Humans perceive the world through multiple senses and integrate them to better understand their surroundings. For example, hearing helps us detect a racing car approaching from behind, while watching someone’s face enhances our understanding of their speech. To build truly intelligent systems—machines that interpret the physical world through both sight and sound—we must move beyond unimodal approaches that rely solely on vision or audition.

Yapeng Tian,
University of Texas at Dallas
In this talk, I will present our research on audio-visual scene perception, which develops multimodal approaches that integrate computer vision and audition to achieve richer environmental understanding. These methods enable systems to recognize complex multisensory events and spatially segment sounding objects. Beyond general video content, we also explore multimodal modeling of social interactions. Furthermore, we extend our work into content creation, developing intelligent systems capable of generating realistic sounds and videos from diverse multimodal inputs. In particular, I will highlight our recent efforts in building universal and holistic audio generation models that effectively combine visual, auditory, and textual cues.
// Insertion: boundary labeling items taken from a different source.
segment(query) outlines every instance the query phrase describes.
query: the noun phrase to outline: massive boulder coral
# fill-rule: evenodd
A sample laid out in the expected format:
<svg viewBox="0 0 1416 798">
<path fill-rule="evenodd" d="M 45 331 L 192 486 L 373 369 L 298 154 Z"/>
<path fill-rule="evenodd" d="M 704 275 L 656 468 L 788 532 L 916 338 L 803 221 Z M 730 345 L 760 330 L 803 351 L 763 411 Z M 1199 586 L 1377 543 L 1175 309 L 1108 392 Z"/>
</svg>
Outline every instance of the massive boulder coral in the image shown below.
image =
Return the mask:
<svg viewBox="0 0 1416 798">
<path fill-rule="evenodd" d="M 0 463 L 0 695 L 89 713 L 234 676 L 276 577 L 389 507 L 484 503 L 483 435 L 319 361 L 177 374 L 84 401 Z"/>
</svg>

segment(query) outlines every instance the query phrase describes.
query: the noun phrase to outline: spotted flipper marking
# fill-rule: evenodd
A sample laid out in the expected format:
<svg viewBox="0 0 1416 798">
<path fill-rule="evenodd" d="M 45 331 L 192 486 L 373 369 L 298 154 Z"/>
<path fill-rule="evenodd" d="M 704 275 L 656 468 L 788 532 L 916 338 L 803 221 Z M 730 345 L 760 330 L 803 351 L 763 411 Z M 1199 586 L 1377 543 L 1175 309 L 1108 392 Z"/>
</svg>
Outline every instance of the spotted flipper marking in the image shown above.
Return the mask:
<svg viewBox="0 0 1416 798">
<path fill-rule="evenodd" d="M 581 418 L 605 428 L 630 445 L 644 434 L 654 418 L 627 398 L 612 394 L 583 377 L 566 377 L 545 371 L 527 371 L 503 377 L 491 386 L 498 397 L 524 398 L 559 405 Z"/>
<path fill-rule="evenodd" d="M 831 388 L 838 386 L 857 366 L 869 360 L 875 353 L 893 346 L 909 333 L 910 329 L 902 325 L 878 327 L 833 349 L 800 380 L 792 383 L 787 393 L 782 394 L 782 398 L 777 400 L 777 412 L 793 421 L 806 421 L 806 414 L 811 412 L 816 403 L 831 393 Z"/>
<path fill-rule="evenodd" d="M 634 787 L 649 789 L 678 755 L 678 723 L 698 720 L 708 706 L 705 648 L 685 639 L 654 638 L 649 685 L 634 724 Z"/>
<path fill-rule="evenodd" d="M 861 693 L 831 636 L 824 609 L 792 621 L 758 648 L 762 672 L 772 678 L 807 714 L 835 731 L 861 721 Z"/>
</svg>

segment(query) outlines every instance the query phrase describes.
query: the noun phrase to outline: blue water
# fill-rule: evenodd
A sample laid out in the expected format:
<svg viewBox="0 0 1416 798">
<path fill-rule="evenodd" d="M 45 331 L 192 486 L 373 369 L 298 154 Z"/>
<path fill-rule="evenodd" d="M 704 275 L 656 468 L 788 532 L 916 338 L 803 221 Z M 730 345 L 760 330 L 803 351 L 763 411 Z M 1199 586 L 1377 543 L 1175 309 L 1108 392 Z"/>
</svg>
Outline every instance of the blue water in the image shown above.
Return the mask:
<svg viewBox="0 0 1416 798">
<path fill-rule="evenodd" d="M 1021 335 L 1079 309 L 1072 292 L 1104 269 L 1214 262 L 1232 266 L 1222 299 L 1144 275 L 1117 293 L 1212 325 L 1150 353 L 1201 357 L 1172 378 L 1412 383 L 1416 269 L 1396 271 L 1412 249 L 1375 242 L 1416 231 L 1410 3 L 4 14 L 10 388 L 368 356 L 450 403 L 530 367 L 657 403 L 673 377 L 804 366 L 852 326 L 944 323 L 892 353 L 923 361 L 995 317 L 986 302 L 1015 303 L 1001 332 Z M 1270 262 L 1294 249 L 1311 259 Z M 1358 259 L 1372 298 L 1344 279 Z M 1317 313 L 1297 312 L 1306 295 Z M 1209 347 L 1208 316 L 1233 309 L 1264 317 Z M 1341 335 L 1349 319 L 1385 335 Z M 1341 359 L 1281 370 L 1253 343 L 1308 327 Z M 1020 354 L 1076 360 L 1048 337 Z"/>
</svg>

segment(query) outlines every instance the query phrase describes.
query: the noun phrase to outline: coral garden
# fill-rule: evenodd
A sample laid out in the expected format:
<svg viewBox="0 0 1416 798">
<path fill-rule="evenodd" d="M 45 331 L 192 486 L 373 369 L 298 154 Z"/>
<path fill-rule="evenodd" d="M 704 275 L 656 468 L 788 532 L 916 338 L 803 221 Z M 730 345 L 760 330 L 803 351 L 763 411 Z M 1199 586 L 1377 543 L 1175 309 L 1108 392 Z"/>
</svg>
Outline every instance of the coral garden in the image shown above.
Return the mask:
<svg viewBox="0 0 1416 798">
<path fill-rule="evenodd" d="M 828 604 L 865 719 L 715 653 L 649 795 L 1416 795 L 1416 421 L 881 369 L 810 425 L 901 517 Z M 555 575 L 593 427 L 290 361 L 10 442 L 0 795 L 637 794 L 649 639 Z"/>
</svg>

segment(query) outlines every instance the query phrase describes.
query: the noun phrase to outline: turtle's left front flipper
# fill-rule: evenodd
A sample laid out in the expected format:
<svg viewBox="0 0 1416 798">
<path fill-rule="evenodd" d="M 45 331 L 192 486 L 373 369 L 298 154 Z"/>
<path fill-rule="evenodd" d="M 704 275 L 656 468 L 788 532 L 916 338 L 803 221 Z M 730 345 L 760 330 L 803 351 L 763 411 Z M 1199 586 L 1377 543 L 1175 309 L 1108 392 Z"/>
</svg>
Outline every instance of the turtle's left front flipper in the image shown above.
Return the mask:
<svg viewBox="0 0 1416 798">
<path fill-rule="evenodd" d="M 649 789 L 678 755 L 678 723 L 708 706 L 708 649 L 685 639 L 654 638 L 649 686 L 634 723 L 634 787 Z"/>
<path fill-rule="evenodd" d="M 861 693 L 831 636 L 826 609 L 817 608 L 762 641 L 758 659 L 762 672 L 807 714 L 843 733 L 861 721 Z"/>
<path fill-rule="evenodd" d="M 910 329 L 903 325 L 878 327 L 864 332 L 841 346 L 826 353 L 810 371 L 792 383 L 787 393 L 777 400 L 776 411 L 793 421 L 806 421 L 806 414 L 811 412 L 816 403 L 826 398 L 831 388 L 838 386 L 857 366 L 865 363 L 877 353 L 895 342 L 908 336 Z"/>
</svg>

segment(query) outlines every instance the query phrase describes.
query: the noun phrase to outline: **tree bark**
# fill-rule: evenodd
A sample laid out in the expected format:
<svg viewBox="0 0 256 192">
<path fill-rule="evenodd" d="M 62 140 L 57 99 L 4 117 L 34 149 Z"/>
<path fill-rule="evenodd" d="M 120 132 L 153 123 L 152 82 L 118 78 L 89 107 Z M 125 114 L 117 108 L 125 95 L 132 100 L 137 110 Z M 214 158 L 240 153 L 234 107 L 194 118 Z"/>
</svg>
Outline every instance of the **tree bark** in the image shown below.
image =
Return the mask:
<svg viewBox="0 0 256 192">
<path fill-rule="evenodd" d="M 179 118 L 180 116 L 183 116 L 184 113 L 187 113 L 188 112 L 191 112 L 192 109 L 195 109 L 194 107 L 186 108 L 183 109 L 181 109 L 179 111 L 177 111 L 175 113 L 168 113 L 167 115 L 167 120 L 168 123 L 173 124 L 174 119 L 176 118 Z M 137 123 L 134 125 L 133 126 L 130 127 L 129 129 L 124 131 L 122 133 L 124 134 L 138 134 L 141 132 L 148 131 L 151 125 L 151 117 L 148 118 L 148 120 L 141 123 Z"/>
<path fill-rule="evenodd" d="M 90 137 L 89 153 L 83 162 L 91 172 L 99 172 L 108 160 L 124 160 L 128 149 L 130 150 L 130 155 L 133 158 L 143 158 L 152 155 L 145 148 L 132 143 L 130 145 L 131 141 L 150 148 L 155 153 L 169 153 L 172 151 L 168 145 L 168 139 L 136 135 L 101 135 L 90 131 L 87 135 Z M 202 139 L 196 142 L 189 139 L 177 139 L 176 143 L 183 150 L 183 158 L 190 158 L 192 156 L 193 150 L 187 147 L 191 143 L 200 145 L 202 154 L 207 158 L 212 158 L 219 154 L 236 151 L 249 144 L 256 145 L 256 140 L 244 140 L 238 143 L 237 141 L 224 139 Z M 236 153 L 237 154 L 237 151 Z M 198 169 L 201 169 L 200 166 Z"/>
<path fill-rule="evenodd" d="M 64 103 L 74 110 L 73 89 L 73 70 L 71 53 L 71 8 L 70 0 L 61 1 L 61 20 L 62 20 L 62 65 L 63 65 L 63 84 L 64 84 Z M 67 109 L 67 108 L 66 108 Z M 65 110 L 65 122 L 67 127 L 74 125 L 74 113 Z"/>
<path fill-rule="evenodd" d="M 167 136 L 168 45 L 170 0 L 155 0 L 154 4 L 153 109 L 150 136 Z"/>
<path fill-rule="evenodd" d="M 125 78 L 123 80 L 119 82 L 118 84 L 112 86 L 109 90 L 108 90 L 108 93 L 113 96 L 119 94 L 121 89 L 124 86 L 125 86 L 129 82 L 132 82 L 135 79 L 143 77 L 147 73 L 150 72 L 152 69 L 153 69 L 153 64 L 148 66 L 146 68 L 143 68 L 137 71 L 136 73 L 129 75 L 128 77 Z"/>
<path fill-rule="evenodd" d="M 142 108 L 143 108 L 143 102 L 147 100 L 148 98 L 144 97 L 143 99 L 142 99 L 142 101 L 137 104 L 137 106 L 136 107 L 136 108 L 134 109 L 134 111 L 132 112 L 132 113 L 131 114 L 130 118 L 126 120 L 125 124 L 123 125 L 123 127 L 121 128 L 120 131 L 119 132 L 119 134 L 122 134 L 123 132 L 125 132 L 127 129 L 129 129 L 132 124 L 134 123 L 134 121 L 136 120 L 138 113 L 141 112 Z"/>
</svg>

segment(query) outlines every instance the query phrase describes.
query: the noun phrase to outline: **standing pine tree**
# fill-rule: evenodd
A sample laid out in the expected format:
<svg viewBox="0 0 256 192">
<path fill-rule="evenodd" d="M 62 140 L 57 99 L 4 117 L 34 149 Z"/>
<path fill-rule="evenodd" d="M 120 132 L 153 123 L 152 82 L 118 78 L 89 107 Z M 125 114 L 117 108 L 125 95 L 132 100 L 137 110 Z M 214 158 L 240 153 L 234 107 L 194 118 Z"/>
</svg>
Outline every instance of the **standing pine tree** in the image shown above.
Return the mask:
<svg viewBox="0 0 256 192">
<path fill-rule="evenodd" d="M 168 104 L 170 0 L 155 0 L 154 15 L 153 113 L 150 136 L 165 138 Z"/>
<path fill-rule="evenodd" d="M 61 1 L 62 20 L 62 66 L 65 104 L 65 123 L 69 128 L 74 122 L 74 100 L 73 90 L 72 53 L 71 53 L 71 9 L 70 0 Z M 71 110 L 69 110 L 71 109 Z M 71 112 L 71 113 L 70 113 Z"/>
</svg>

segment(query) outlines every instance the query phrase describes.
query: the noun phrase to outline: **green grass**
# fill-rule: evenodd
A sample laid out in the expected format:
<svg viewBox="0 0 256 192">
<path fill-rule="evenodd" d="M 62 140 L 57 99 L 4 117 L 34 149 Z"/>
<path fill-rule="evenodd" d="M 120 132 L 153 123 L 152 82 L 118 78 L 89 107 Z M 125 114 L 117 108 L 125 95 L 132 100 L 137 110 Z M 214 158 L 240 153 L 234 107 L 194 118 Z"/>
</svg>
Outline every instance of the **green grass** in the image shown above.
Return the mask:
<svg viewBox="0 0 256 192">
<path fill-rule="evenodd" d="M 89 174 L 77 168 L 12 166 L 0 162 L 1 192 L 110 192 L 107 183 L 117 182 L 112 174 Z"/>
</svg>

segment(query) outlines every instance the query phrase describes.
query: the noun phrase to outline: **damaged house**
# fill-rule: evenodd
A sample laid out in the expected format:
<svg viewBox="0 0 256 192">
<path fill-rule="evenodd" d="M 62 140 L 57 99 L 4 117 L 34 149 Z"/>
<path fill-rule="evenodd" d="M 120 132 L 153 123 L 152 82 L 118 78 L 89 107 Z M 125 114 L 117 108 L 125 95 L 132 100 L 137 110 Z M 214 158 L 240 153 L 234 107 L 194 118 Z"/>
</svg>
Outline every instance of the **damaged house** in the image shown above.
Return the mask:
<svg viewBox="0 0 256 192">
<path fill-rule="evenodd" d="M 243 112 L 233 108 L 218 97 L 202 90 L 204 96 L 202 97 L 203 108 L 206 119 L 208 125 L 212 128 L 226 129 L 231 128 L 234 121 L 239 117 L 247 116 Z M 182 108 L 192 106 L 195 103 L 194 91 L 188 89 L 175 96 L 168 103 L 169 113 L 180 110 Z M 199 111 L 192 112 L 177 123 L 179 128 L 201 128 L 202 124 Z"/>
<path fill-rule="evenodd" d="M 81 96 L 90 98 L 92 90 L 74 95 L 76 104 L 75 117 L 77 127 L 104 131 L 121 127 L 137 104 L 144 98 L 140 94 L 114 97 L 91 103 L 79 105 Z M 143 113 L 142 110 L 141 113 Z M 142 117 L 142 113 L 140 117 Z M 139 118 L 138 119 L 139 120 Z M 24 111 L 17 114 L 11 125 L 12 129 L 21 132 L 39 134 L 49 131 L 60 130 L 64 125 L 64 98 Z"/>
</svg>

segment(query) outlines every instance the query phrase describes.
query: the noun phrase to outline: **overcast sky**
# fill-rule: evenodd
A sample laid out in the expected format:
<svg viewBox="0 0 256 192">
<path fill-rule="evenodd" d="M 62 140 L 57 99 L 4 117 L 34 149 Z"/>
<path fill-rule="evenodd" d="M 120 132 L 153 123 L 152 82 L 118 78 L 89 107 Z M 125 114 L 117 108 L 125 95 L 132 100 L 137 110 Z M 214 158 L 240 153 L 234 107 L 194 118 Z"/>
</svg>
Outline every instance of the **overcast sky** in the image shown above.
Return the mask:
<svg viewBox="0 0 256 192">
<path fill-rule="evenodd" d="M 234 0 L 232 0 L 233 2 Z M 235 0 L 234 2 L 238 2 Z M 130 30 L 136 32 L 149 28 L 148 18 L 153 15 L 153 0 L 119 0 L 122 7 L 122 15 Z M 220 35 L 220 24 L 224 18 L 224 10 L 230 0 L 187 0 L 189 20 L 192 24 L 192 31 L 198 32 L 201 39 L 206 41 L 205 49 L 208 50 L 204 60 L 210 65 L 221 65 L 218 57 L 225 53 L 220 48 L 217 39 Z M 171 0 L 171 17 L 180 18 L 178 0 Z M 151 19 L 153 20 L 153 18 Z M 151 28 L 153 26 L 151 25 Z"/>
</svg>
Yapeng Tian is an Assistant Professor in the Computer Science Department at the University of Texas at Dallas and leads the Computer Vision and Multimodal Computing (CVMC) Lab. Before joining UTD, he obtained his Ph.D. at the University of Rochester in 2022. He is interested in solving core computer vision, computer audition, and machine learning problems and applying the developed learning approaches to broad AI applications, such as multisensory perception, computational photography, AR/VR, accessibility, and healthcare. His work has been recognized with several awards, including the AAAI New Faculty Highlights, Amazon Research Award, Belonging & Inclusion Best Paper Award at UIST 2024, and a Best Paper Honorable Mention at ACCV 2024. He has served as an Area Chair for CVPR, ECCV, AAAI, ACL ARR, NeurIPS, and ICLR. His homepage: https://www.yapengtian.com/